Specifically, from February 2014 through September 2015, McClatchey and Pusey participated in a scheme to commit insider trading in advance of and in connection with more than 10 separate mergers and acquisitions. McClatchey and Pusey were close friends who owned boats in a Long Island marina and who spent most Saturdays on their boats, at the marina, or playing pool and watching sports.
McClatchey learned about the deals as part of his employment with the Investment Bank, which generally advanced either(i) the company to be acquired in the transaction; (ii) the acquiring company; or (ii) a company that ultimately lost a bid to acquire the company involved in the transaction.
Having learned the Inside Information about the impending transactions, McClatchey, in breach of fiduciary duties and other duties of trust and confidence owed to the Investment Bank and its clients, tipped Pusey so that Pusey could use the information to trade and with the expectation that Pusey would confer a benefit upon McClatchey. Among the benefits that McClatchey received was part of the insider trading scheme were thousands of dollars of cash payments by Pusey and the provision of home renovation services.
Pusey used the Inside Information that he received from McClatchey to make profitable trades in, among other securities: Forest Oil Corporation, Questcor Pharmaceuticals, Inc., Zygo Corporation, Pepco Holdings, Inc., Measurement Specialties, Inc., Entropic Communications, Inc., PetSmart, Inc., Emulex Corporation, Omnicare, Inc., and TECO Energy, Inc. Pusey reaped approximately $76,000 in ill-gotten gains from this scheme.

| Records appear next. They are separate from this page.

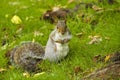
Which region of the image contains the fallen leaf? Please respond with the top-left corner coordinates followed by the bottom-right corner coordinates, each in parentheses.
top-left (33, 72), bottom-right (45, 77)
top-left (76, 32), bottom-right (83, 37)
top-left (105, 55), bottom-right (111, 62)
top-left (34, 31), bottom-right (44, 37)
top-left (88, 35), bottom-right (102, 44)
top-left (23, 72), bottom-right (30, 78)
top-left (11, 15), bottom-right (22, 24)
top-left (92, 5), bottom-right (103, 11)
top-left (0, 68), bottom-right (6, 72)
top-left (68, 0), bottom-right (75, 4)
top-left (93, 55), bottom-right (101, 62)
top-left (105, 37), bottom-right (110, 40)
top-left (74, 66), bottom-right (83, 74)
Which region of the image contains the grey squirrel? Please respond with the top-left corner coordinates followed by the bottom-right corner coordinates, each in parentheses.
top-left (9, 20), bottom-right (72, 71)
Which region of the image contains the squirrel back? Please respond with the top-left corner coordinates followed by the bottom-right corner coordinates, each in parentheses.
top-left (44, 20), bottom-right (72, 62)
top-left (7, 42), bottom-right (45, 71)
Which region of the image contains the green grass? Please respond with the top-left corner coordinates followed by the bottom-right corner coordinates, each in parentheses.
top-left (0, 0), bottom-right (120, 80)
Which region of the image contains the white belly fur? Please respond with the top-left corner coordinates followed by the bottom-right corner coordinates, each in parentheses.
top-left (56, 43), bottom-right (69, 60)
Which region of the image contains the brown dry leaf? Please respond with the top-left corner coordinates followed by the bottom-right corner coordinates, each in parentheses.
top-left (23, 72), bottom-right (30, 78)
top-left (93, 55), bottom-right (101, 62)
top-left (0, 68), bottom-right (6, 72)
top-left (92, 5), bottom-right (103, 11)
top-left (34, 31), bottom-right (44, 37)
top-left (33, 72), bottom-right (45, 77)
top-left (88, 35), bottom-right (102, 44)
top-left (76, 32), bottom-right (83, 37)
top-left (74, 66), bottom-right (83, 74)
top-left (68, 0), bottom-right (75, 4)
top-left (105, 55), bottom-right (111, 62)
top-left (11, 15), bottom-right (22, 24)
top-left (105, 37), bottom-right (110, 40)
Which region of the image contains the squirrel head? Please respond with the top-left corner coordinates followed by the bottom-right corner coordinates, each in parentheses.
top-left (56, 20), bottom-right (67, 35)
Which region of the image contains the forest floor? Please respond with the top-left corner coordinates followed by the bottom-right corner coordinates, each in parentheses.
top-left (0, 0), bottom-right (120, 80)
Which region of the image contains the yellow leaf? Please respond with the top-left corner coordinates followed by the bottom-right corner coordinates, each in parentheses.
top-left (11, 15), bottom-right (22, 24)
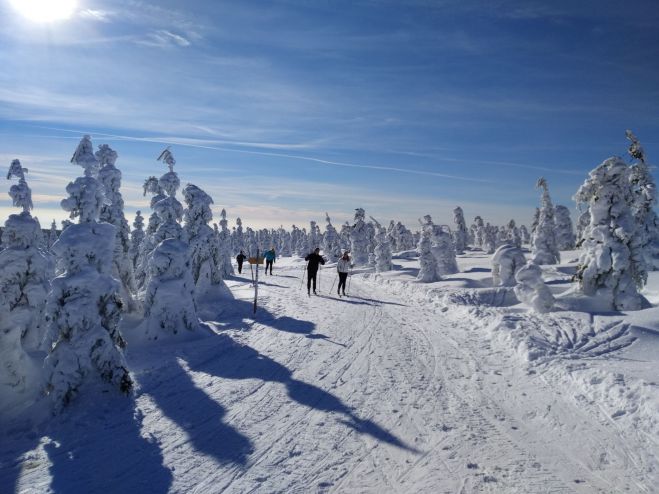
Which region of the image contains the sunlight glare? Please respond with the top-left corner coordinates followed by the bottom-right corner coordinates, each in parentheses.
top-left (10, 0), bottom-right (78, 22)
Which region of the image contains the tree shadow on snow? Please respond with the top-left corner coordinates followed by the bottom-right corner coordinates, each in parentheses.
top-left (188, 335), bottom-right (418, 453)
top-left (42, 390), bottom-right (173, 494)
top-left (140, 355), bottom-right (253, 466)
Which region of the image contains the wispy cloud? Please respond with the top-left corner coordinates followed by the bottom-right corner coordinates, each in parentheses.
top-left (136, 29), bottom-right (192, 48)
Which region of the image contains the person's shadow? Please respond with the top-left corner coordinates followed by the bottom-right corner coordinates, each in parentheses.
top-left (188, 334), bottom-right (417, 452)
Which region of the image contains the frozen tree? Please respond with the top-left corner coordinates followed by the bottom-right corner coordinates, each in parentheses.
top-left (419, 214), bottom-right (458, 276)
top-left (514, 262), bottom-right (554, 313)
top-left (472, 216), bottom-right (485, 249)
top-left (453, 206), bottom-right (469, 254)
top-left (519, 225), bottom-right (531, 245)
top-left (44, 136), bottom-right (133, 408)
top-left (627, 130), bottom-right (659, 270)
top-left (95, 144), bottom-right (136, 311)
top-left (0, 160), bottom-right (52, 394)
top-left (323, 213), bottom-right (341, 261)
top-left (231, 218), bottom-right (245, 255)
top-left (128, 211), bottom-right (145, 269)
top-left (555, 205), bottom-right (576, 250)
top-left (576, 207), bottom-right (590, 247)
top-left (416, 229), bottom-right (441, 283)
top-left (217, 208), bottom-right (234, 279)
top-left (371, 216), bottom-right (393, 273)
top-left (48, 220), bottom-right (57, 251)
top-left (574, 158), bottom-right (647, 310)
top-left (492, 244), bottom-right (526, 286)
top-left (481, 223), bottom-right (497, 254)
top-left (183, 184), bottom-right (226, 301)
top-left (350, 208), bottom-right (369, 266)
top-left (142, 239), bottom-right (199, 340)
top-left (532, 177), bottom-right (561, 264)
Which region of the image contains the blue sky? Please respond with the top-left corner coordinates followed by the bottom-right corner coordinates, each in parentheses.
top-left (0, 0), bottom-right (659, 227)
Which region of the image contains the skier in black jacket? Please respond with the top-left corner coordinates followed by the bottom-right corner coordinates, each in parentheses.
top-left (304, 247), bottom-right (325, 295)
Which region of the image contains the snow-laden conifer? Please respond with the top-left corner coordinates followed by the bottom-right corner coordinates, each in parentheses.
top-left (627, 130), bottom-right (659, 270)
top-left (95, 144), bottom-right (136, 311)
top-left (371, 216), bottom-right (393, 273)
top-left (492, 244), bottom-right (526, 286)
top-left (453, 206), bottom-right (469, 254)
top-left (555, 204), bottom-right (576, 250)
top-left (183, 184), bottom-right (226, 301)
top-left (417, 229), bottom-right (441, 283)
top-left (532, 177), bottom-right (561, 264)
top-left (323, 213), bottom-right (341, 261)
top-left (350, 208), bottom-right (369, 266)
top-left (514, 261), bottom-right (554, 313)
top-left (44, 136), bottom-right (133, 407)
top-left (574, 157), bottom-right (647, 310)
top-left (0, 160), bottom-right (52, 397)
top-left (217, 208), bottom-right (234, 279)
top-left (128, 211), bottom-right (146, 269)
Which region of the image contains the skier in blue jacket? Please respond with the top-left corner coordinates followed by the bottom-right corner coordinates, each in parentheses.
top-left (263, 247), bottom-right (277, 275)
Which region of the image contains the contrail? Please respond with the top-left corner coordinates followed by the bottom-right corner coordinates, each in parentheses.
top-left (31, 127), bottom-right (501, 184)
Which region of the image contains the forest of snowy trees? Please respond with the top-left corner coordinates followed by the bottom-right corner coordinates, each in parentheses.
top-left (0, 131), bottom-right (659, 410)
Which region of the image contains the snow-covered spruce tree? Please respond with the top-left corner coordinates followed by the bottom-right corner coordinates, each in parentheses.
top-left (453, 206), bottom-right (469, 254)
top-left (128, 211), bottom-right (146, 269)
top-left (574, 157), bottom-right (647, 310)
top-left (531, 177), bottom-right (561, 264)
top-left (134, 176), bottom-right (167, 289)
top-left (217, 208), bottom-right (234, 279)
top-left (514, 261), bottom-right (554, 313)
top-left (481, 223), bottom-right (497, 254)
top-left (576, 207), bottom-right (590, 247)
top-left (95, 144), bottom-right (137, 312)
top-left (350, 208), bottom-right (369, 266)
top-left (231, 218), bottom-right (245, 255)
top-left (142, 238), bottom-right (199, 340)
top-left (555, 204), bottom-right (576, 250)
top-left (44, 136), bottom-right (133, 409)
top-left (0, 160), bottom-right (52, 394)
top-left (416, 228), bottom-right (441, 283)
top-left (371, 216), bottom-right (394, 273)
top-left (48, 220), bottom-right (58, 251)
top-left (492, 244), bottom-right (526, 286)
top-left (627, 130), bottom-right (659, 271)
top-left (519, 225), bottom-right (531, 245)
top-left (504, 220), bottom-right (524, 248)
top-left (419, 214), bottom-right (458, 276)
top-left (183, 184), bottom-right (226, 301)
top-left (472, 216), bottom-right (485, 249)
top-left (323, 213), bottom-right (341, 261)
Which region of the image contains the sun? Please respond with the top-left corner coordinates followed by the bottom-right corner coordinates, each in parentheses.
top-left (9, 0), bottom-right (78, 22)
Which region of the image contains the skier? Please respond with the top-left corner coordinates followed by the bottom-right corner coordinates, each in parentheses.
top-left (336, 251), bottom-right (352, 296)
top-left (263, 247), bottom-right (277, 275)
top-left (236, 250), bottom-right (247, 274)
top-left (304, 247), bottom-right (325, 295)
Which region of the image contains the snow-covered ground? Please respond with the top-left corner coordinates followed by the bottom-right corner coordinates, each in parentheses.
top-left (0, 252), bottom-right (659, 493)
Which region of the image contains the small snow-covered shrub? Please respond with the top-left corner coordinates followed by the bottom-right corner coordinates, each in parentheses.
top-left (492, 244), bottom-right (526, 286)
top-left (514, 262), bottom-right (554, 312)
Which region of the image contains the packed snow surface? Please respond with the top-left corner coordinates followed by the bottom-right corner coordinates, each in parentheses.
top-left (0, 252), bottom-right (659, 493)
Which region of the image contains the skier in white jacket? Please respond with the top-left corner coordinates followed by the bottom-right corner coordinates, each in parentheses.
top-left (336, 251), bottom-right (352, 295)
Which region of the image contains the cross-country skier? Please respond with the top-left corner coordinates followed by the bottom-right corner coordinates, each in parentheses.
top-left (336, 251), bottom-right (352, 295)
top-left (263, 247), bottom-right (277, 275)
top-left (236, 250), bottom-right (247, 274)
top-left (304, 247), bottom-right (325, 295)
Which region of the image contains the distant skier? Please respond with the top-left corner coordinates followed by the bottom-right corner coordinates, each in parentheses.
top-left (236, 250), bottom-right (247, 274)
top-left (336, 251), bottom-right (352, 295)
top-left (263, 247), bottom-right (277, 275)
top-left (304, 247), bottom-right (325, 295)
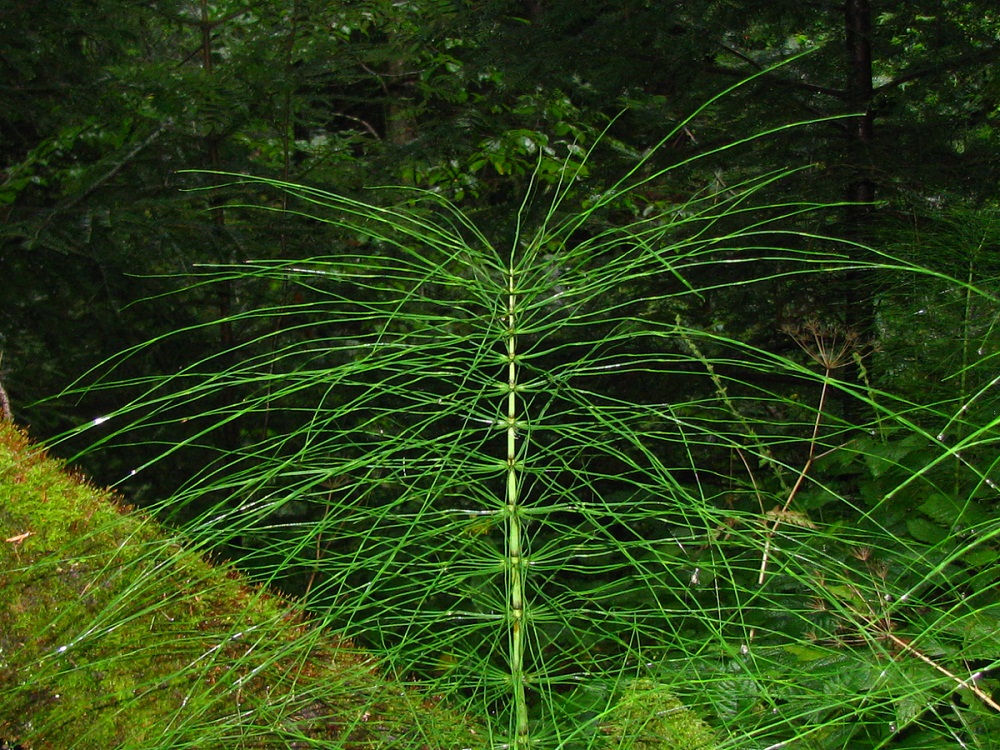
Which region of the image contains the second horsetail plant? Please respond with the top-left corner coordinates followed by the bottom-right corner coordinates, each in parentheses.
top-left (52, 67), bottom-right (1000, 750)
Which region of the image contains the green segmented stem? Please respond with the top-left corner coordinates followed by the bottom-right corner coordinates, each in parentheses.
top-left (505, 265), bottom-right (530, 748)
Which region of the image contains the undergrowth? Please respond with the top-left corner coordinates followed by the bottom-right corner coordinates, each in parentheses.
top-left (19, 67), bottom-right (1000, 750)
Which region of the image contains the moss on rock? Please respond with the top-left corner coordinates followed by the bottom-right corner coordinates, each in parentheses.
top-left (0, 424), bottom-right (486, 750)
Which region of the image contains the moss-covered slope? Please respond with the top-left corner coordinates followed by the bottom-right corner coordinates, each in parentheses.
top-left (0, 424), bottom-right (480, 750)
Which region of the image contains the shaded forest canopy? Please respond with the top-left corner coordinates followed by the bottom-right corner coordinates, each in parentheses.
top-left (0, 0), bottom-right (1000, 749)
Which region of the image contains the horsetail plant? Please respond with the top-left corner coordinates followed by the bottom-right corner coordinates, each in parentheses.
top-left (47, 69), bottom-right (1000, 750)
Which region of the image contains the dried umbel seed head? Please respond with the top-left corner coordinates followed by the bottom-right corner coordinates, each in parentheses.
top-left (781, 320), bottom-right (864, 370)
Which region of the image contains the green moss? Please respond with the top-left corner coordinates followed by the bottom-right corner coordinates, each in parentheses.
top-left (0, 424), bottom-right (483, 750)
top-left (603, 679), bottom-right (719, 750)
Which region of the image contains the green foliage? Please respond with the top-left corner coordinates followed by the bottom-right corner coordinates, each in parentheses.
top-left (50, 88), bottom-right (1000, 748)
top-left (0, 425), bottom-right (477, 750)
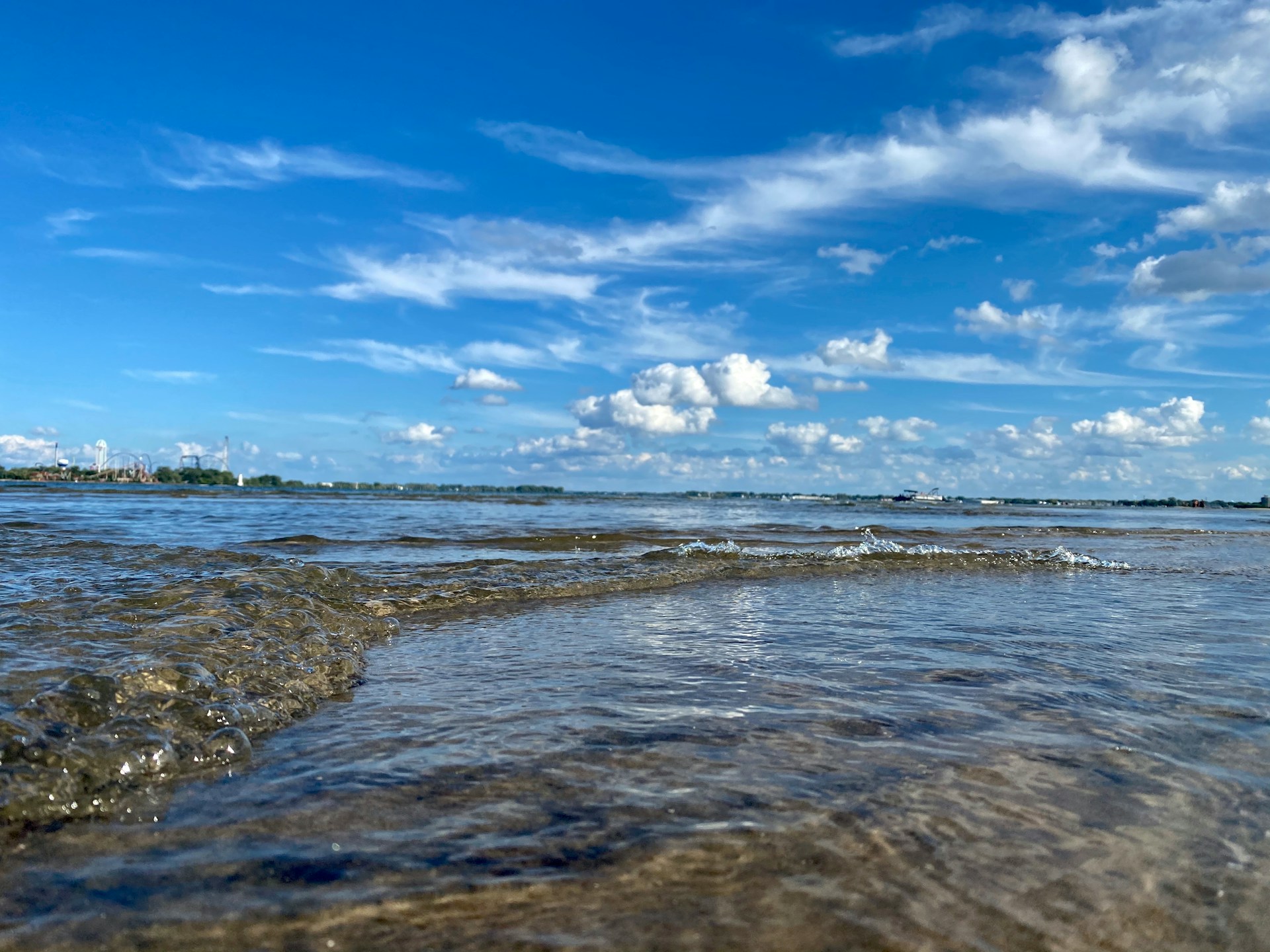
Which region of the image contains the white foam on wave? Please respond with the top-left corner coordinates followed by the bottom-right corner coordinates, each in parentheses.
top-left (671, 530), bottom-right (1133, 569)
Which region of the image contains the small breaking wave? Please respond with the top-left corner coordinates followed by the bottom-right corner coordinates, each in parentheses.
top-left (0, 531), bottom-right (1129, 825)
top-left (669, 530), bottom-right (1133, 569)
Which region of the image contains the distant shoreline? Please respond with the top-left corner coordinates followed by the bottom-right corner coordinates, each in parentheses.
top-left (0, 468), bottom-right (1270, 509)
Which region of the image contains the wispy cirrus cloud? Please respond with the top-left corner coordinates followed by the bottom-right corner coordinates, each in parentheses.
top-left (44, 208), bottom-right (97, 237)
top-left (149, 131), bottom-right (458, 192)
top-left (259, 338), bottom-right (572, 378)
top-left (318, 251), bottom-right (601, 307)
top-left (261, 339), bottom-right (464, 373)
top-left (71, 247), bottom-right (192, 268)
top-left (123, 370), bottom-right (216, 385)
top-left (202, 284), bottom-right (309, 297)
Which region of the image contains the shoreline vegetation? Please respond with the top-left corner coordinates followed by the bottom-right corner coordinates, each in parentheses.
top-left (0, 466), bottom-right (1270, 509)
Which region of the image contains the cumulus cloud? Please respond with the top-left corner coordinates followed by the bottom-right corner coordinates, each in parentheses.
top-left (569, 389), bottom-right (715, 436)
top-left (450, 367), bottom-right (525, 391)
top-left (857, 416), bottom-right (936, 443)
top-left (701, 354), bottom-right (799, 409)
top-left (954, 301), bottom-right (1067, 339)
top-left (631, 363), bottom-right (719, 406)
top-left (0, 433), bottom-right (54, 466)
top-left (513, 426), bottom-right (626, 456)
top-left (828, 433), bottom-right (865, 453)
top-left (816, 243), bottom-right (896, 274)
top-left (1129, 235), bottom-right (1270, 301)
top-left (1156, 179), bottom-right (1270, 237)
top-left (1072, 396), bottom-right (1210, 447)
top-left (993, 416), bottom-right (1063, 459)
top-left (1044, 34), bottom-right (1128, 110)
top-left (767, 422), bottom-right (829, 456)
top-left (767, 420), bottom-right (865, 456)
top-left (151, 132), bottom-right (457, 192)
top-left (631, 353), bottom-right (800, 409)
top-left (1248, 400), bottom-right (1270, 444)
top-left (1001, 278), bottom-right (1037, 303)
top-left (817, 329), bottom-right (893, 371)
top-left (380, 422), bottom-right (454, 447)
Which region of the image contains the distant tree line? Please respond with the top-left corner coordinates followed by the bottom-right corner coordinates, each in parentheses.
top-left (153, 466), bottom-right (305, 487)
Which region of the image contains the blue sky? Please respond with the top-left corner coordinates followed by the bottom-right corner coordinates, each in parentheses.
top-left (0, 0), bottom-right (1270, 498)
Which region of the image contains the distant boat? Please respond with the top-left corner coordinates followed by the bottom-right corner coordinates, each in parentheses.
top-left (892, 486), bottom-right (947, 502)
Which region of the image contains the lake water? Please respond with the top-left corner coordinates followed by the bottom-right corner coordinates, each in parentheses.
top-left (0, 486), bottom-right (1270, 951)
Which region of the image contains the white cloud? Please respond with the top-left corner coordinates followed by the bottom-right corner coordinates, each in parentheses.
top-left (0, 433), bottom-right (54, 466)
top-left (203, 284), bottom-right (306, 297)
top-left (817, 329), bottom-right (894, 371)
top-left (922, 235), bottom-right (982, 251)
top-left (1129, 235), bottom-right (1270, 301)
top-left (450, 367), bottom-right (525, 391)
top-left (631, 354), bottom-right (802, 409)
top-left (1156, 179), bottom-right (1270, 237)
top-left (1089, 241), bottom-right (1138, 260)
top-left (1214, 463), bottom-right (1270, 483)
top-left (515, 426), bottom-right (626, 456)
top-left (1044, 34), bottom-right (1128, 110)
top-left (123, 371), bottom-right (216, 383)
top-left (318, 251), bottom-right (599, 307)
top-left (816, 243), bottom-right (896, 274)
top-left (857, 416), bottom-right (936, 443)
top-left (954, 301), bottom-right (1068, 339)
top-left (829, 433), bottom-right (865, 453)
top-left (767, 422), bottom-right (829, 456)
top-left (44, 208), bottom-right (97, 237)
top-left (1001, 278), bottom-right (1037, 303)
top-left (569, 389), bottom-right (715, 436)
top-left (631, 363), bottom-right (719, 406)
top-left (833, 4), bottom-right (988, 57)
top-left (380, 422), bottom-right (454, 446)
top-left (701, 354), bottom-right (799, 409)
top-left (1248, 400), bottom-right (1270, 444)
top-left (71, 247), bottom-right (188, 268)
top-left (261, 340), bottom-right (464, 373)
top-left (1072, 396), bottom-right (1210, 447)
top-left (151, 132), bottom-right (457, 192)
top-left (993, 416), bottom-right (1063, 459)
top-left (812, 377), bottom-right (868, 393)
top-left (457, 338), bottom-right (561, 367)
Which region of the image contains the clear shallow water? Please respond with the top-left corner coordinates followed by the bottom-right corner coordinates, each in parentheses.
top-left (0, 490), bottom-right (1270, 949)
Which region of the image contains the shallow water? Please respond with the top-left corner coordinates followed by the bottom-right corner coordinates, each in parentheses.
top-left (0, 487), bottom-right (1270, 949)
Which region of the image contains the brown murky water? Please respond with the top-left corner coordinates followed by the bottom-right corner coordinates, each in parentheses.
top-left (0, 489), bottom-right (1270, 949)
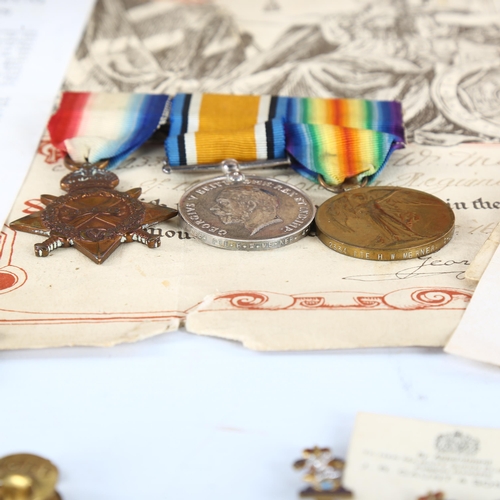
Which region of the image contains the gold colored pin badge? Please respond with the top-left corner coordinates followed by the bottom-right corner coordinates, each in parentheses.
top-left (0, 453), bottom-right (61, 500)
top-left (418, 491), bottom-right (446, 500)
top-left (293, 446), bottom-right (352, 500)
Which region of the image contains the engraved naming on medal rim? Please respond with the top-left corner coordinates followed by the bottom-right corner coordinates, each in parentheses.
top-left (179, 176), bottom-right (314, 250)
top-left (316, 186), bottom-right (455, 260)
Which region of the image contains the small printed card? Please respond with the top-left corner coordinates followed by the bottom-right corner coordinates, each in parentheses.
top-left (344, 413), bottom-right (500, 500)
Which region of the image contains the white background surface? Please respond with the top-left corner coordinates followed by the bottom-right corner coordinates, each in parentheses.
top-left (0, 0), bottom-right (500, 500)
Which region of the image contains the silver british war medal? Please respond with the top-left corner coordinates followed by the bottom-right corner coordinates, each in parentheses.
top-left (179, 160), bottom-right (315, 251)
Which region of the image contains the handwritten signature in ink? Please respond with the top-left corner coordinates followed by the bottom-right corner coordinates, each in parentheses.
top-left (343, 257), bottom-right (470, 281)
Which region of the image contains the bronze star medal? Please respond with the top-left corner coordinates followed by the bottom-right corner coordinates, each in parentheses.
top-left (10, 162), bottom-right (177, 264)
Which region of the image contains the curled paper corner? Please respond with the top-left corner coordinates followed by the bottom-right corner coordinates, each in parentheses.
top-left (465, 223), bottom-right (500, 283)
top-left (0, 315), bottom-right (182, 350)
top-left (185, 287), bottom-right (471, 351)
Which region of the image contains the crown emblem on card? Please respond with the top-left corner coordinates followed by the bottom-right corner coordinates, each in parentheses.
top-left (293, 446), bottom-right (352, 500)
top-left (436, 431), bottom-right (479, 455)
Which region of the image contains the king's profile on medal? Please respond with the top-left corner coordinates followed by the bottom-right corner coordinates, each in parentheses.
top-left (210, 186), bottom-right (283, 236)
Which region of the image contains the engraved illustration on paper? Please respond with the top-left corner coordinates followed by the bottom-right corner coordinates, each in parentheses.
top-left (65, 0), bottom-right (500, 146)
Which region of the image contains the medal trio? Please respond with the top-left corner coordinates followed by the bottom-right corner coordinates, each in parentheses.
top-left (11, 92), bottom-right (454, 264)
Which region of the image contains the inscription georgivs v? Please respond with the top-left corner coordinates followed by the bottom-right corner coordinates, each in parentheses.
top-left (179, 176), bottom-right (314, 250)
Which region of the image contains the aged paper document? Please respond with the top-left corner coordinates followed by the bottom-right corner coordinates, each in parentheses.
top-left (465, 223), bottom-right (500, 282)
top-left (0, 0), bottom-right (94, 223)
top-left (445, 243), bottom-right (500, 365)
top-left (0, 0), bottom-right (500, 350)
top-left (344, 413), bottom-right (500, 500)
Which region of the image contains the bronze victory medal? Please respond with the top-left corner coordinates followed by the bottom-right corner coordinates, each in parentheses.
top-left (316, 186), bottom-right (455, 260)
top-left (179, 175), bottom-right (315, 251)
top-left (0, 453), bottom-right (61, 500)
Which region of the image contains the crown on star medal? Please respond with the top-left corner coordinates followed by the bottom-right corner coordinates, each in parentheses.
top-left (9, 160), bottom-right (177, 264)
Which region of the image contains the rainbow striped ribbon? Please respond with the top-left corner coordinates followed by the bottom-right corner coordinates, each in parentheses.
top-left (165, 94), bottom-right (404, 185)
top-left (48, 92), bottom-right (168, 169)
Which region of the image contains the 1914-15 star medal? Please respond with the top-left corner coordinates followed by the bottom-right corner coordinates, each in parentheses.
top-left (10, 162), bottom-right (177, 264)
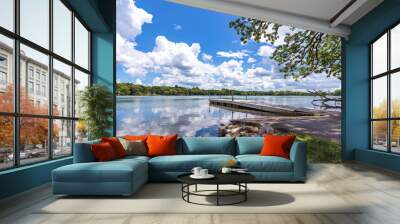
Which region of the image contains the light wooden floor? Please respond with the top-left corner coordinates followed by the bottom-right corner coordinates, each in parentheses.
top-left (0, 164), bottom-right (400, 224)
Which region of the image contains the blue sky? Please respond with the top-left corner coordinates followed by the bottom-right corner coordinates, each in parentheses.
top-left (117, 0), bottom-right (340, 91)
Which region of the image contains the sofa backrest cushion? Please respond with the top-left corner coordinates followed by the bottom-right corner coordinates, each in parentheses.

McClatchey, 58, of Long Island, New York, pled guilty to one count of conspiracy too commit securities and wire fraud and one count of securities fraud. Each count carries a maximum sentence of 25 years in prison. The charges also carry a maximum fine of $250,000, or twice the gross gain or loss from the offence. The maximum potential sentences in this case are prescribed by Congress and are provided here for informational purposes only, as any sentenced for the defendants will be determined by the judge.